Pasca vaping, pembuluh darah partisipan tidak melebar, atau melebar, sebanyak sebelumnya untuk membiarkan darah masuk. Faktanya, setelah seorang peserta merokok, pembuluh-pembuluh itu melebar, rata-rata, 34% lebih sedikit daripada yang mereka lakukan sebelum menguap. Terlebih lagi, percepatan darah 25,8% lebih lambat, aliran darah puncak - aliran darah maksimum melalui pembuluh - berkurang 17,5%, dan kadar oksigen di pembuluh turun 20%.
Temuan menunjukkan bahwa vaping, bahkan hanya sekali, mengarah pada perubahan sementara yang merusak fungsi pembuluh darah, kata para penulis.
"Respons normal ini tumpul oleh paparan e-rokok," dan alasannya kemungkinan karena bahan yang ditemukan dalam e-rokok, Wehrli mengatakan kepada Live Science. E-rokok hadir dalam berbagai merek dan perasa sehingga mereka mungkin memiliki daftar bahan-bahan raksasa. Tetapi bahan dasar, propilen glikol dan gliserol, hampir sama, tambahnya.
Ketika propilen glikol dan gliserol dipanaskan pada suhu tinggi, mereka membentuk zat lain yang diketahui beracun, katanya. Dalam makalah sebelumnya, tim yang sama menunjukkan bahwa merokok e-rokok sebenarnya menyebabkan "respons imun toksik" di endotelium, atau lapisan pembuluh darah.
Namun, studi ini hanya melihat efek jangka pendek dari vaping, dan pembuluh darah partisipan kembali normal dalam satu jam atau lebih, kata Wehrli. Jadi "efek yang kita lihat bersifat sementara," katanya.

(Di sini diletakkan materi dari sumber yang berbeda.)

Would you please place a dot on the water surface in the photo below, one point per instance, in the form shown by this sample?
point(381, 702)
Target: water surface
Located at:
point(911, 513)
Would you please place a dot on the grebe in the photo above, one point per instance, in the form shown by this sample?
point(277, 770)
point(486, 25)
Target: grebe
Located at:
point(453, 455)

Mengekstrapolasi sedikit, "orang bisa berargumen" bahwa jika seseorang terus menguap sepanjang hari, setiap hari selama bertahun-tahun, tubuh tidak punya waktu untuk kembali ke garis dasar - dan vaping dapat menyebabkan penyakit, kata Wehrli. Tetapi studi masa depan yang mengikuti orang selama bertahun-tahun akan diperlukan untuk membuktikan ini, ia menambahkan.
"Makalah yang dikerjakan dengan baik ini menambah bukti bahwa e-rokok memiliki efek langsung yang merusak pada pembuluh darah," kata Stanton Glantz, seorang profesor kedokteran di University of California, Pusat Penelitian dan Pendidikan Pengendalian Tembakau di San Francisco, yang tidak bagian dari penelitian. "Perubahan ini buruk dalam jangka pendek tetapi juga merupakan indikator risiko jangka panjang untuk penyakit kardiovaskular."
Michael Siegel, seorang profesor ilmu kesehatan masyarakat di Fakultas Kesehatan Masyarakat Universitas Boston, yang juga bukan bagian dari penelitian ini, setuju bahwa penelitian ini menegaskan bahwa e-rokok, bahkan tanpa nikotin, menyebabkan disfungsi pada pembuluh darah.
Tetapi karena efek ini berumur pendek dan sepenuhnya reversibel, "tidak boleh diasumsikan dari penelitian ini bahwa vaping adalah penyebab penyakit jantung atau kerusakan pembuluh darah permanen," katanya. "Penelitian lebih lanjut akan diperlukan untuk menentukan apakah vaping menimbulkan risiko cedera pembuluh darah yang tidak dapat dipulihkan."